Он молитвенно повел скорбными глазами по потолку. Дроздов нахмурился.

– Я не хотел бы сейчас говорить о моей покойной жене.

– Я о другом, голубчик. Я давно хотел о другом… Сегодня какой-то нехороший, печальный вечер… Как-то жутко, знаете, слушать вой ветра и дождь, – заговорил Григорьев и опять сложил губы в подобие виноватой улыбки. – Вы гораздо моложе меня, поэтому, понятно, смотрите на жизнь, как на бесконечность в пространстве и времени. Так было и со мной в ваши годы. Старость для вас – за семью печатями. Да и будет ли она? Приблизительно так, Игорь Мстиславович?

– Боюсь ответить однозначно, не хочу быть неискренним, – сказал Дроздов, еще не вполне чувствуя причину этого разговора. – Я уже давно не воспринимаю жизнь как бесконечность.

– Так вот что я хотел вам сказать. Старость – это одиночество пустых осенних ночей. И страх…

– Страх? – усомнился Дроздов. – Простите, Федор Алексеевич, не понимаю.

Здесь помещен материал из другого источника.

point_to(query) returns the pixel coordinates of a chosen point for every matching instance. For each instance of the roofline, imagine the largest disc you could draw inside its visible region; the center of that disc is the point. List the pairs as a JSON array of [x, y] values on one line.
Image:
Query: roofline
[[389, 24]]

– Да. Страх, – подтвердил Григорьев, с усталым отвращением откладывая в сторону очки, как будто невыносимо надоевшие ему. – Ожидание скорого наказания. И Судного дня. Помните, у Белого? «Меня несут на Страшный суд…»

– Наказания?

Григорьев молчал, отсутствующе и грустно глядя на незашторенное окно. А там по-ноябрьски свистал, наваливался, ревел в голых липах бульвара ветер, по черному стеклу колотил дождь, звонко бил по карнизу, огни улицы расплывались, текли световыми извивами; изредка внизу отсырело шелестели шины в мокрой асфальтовой бездне. С выражением тихой вины Григорьев прислушивался к гудению ветра, к плеску дождя, и впервые отчетливо проступило что-то вялое, старческое в складках его шеи, сжатой накрахмаленной белизной воротничка с аккуратным старомодным узлом галстука, и заметен был слабый белый подбородок, и отливающие опрятной сединой волосы, уже редкие, тщательно зачесанные.

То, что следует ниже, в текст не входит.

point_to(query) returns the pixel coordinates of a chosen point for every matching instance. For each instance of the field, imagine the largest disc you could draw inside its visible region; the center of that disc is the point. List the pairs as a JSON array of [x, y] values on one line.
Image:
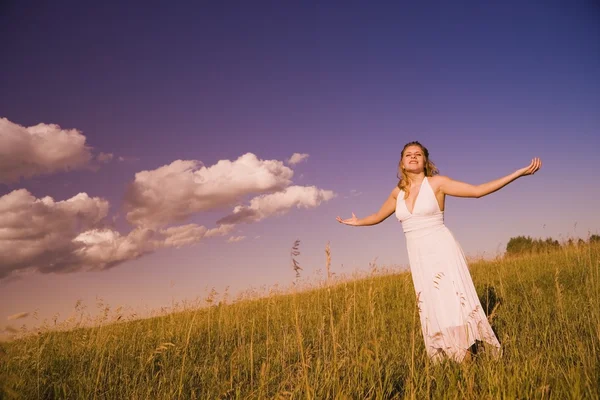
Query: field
[[357, 339]]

– Наказание кого? – повторил Дроздов, нарушая молчание.

– Всех нас. Почти по Откровению от Иоанна. Апокалипсис ждет нас. И казнь.

– Но… за что?

Григорьев оторвал взгляд от окна, утомленно заговорил скрипучим голосом:

– Я часто думаю в старческую бессонницу: кто мы? Откуда мы? Куда мы идем? Где кончится наш человеческий путь? Во имя чего мы так нагрешили? Ради чего испакостили, изнасиловали землю? Во имя чего?

Дроздов иронически сказал:

– Во имя человека, как мы утверждаем. Во имя человека мы надругались над родимой…

– Не смейтесь, Игорь Мстиславович. Мы не пришли в науке туда, куда шли в начале века. Не заблудились ли мы? Дико то, что от древних времен и до наших дней все преступные… все зловещие дела делались под знаком блага человека и даже народа. Какой обман! Да, обман. Но это уже политика – внебрачное дитя истории. Кто ее отец и кто мать? Узнавать небезопасно.

– По-видимому – власть и желудок, – сказал Дроздов. – Впрочем, уверен: плохой или хорошей политики нет. Есть просто политика. Где много грязи. И лжи. И есть наука, где отсутствует научность.